In the second round at last week's Bridgestone Invitational, Tiger Woods basically put the field away when the shot a 61.
There was no second-round magic for Tiger at the PGA Championship. He was hoping to go low after an opening round 71, but all he could manage was an even par 70, putting him at one-over par 141 for two rounds.
In majors like the U.S. Open or the British Open, that might be good enough to get him in the mix. However, with Jason Dufner firing a 63 and reaching nine-under for the tournament, Tiger is not really in contention. He is tied for 39th at the halfway point.
He would need two spectacular rounds to even have a prayer of a chance.
The driving was not the biggest problem for Tiger Woods in the second round. At least it wasn't after he got past the opening hole.
Rips another fairway wood off the 10th tee. After a few early bobbles, seems to be feeling it off the tee last hour or so.
— GC Tiger Tracker (@GCTigerTracker) August 9, 2013
Tiger's opening drive got caught up in rough, and he had to chop out of it. That left him with a short third shot that he got to within 10 feet, and the made the putt to start his round.
Despite that poor strike on the first hole, Tiger hit the ball somewhat better off the tee. However, after a birdie on 17, Tiger used his 3-metal on 18 and blocked it into the right rough.
This has been the strength of Tiger's game all year. He has won five tournaments because he hits his irons stiff and rarely makes mistakes.
While his iron play has been good in the PGA Championship, it has not been stellar. He has not been as sharp as he needs to be in order to have a chance to contend.
Woods hit an excellent short iron into the green on the ninth hole and that set up an excellent birdie opportunity. He couldn't make it and had to settle for a par.
His iron play was steady but not spectacular.
It just wasn't there for Tiger today on the putting green.
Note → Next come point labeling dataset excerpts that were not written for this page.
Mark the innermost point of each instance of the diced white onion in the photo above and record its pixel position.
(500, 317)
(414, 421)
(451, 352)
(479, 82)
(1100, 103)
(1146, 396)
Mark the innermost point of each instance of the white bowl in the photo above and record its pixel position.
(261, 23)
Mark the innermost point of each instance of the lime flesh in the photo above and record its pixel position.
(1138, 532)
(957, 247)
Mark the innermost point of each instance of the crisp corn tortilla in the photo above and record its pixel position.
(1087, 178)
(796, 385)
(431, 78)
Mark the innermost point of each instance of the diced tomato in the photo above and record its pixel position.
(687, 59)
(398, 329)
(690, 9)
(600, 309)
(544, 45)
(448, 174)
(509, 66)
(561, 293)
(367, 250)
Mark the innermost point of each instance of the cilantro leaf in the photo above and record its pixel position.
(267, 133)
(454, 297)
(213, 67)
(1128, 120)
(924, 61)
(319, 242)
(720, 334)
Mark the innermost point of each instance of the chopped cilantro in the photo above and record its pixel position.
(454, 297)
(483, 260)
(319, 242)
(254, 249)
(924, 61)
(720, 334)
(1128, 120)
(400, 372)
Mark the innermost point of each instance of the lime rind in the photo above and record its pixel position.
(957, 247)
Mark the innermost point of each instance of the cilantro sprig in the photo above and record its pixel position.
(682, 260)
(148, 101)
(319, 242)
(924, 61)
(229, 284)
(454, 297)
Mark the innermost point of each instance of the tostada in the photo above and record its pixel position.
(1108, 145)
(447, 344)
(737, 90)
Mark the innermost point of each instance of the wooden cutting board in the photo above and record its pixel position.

He missed a five-footer and a three-and-a-half footer.
Overall, Tiger made four birdie putts, but he also had four bogeys. When he hit decent putts, he was getting done-in by poor luck. There were a number of putts that were one or two rolls short of going into the hole.
On the 18th, he hit a nearly perfect 23-footer, but it was just inches short of going in for a saving par that would have allowed him to close at even par after 36 holes. Instead, he had to settle for one-over par.
Woods took 32 putts in the second round and that's far too many for the best golfer in the world.
Unless his putter gets as hot as it was at Bridgestone, he's not going to have a much of a chance of catching up.
Tiger seemed to have a lot of bad luck. He struck the ball quite well at various points throughout the round, but his ball ended up in several difficult spots.
When you are playing at Oak Hill on a softening course (after the rain), you have to keep the ball in the fairway to take advantage of the excellent scoring opportunities. Tiger didn't miss the fairway by much, but when you have to chop your way out of deep rough, it doesn't matter that you may have been less than two yards from a decent lie.
So, while Tiger was a bit unlucky, he did not control his shots the way he needed to in order to contend in a major.
There is always a steely determination on Tiger's face when he competes. That determination seems to heighten in the major tournaments.
In his major-winning hey day, Tiger's intensity would result in a lot of low rounds. Now, it seems like it leads to a lot of near-misses. In the second round, he seemed to lose some of his edge on the first hole when he sent his drive into the right rough and was not left with a decent second shot.
He had a look of inevitability on his face. Outwardly, he speaks with confidence about his overall play in the majors, but he knows what others are saying and he knows how long it has been since he has won a major and it appears to be wearing on him.
Tiger is pressing and it seems like he has done that in most of his recent majors.
Expectations and pressure were quite high going into the second round after Tiger shot a 71 in the opening round.
He needed to get off to a good start and build from there. However, this was a round of fits and starts. Tiger missed several makeable putts and failed to capitalize when he had momentum after back-to-back birdies on the fifth and sixth holes.
While making four birdies was a step in the right direction, four bogeys kept him from getting into red numbers.
"I didn't hit it anywhere near as good as I did yesterday," Woods told Golf Digest.
He has effectively played himself out of title contention. He made the cut, but that's about the only good thing you can say about his first two rounds. Tiger has never been under par in any PGA round played at Oak Hill.
If he doesn't go significantly under par in two consecutive rounds over the weekend, he will find himself disappointed once again and he won't have another chance to win a major until the 2014 Masters.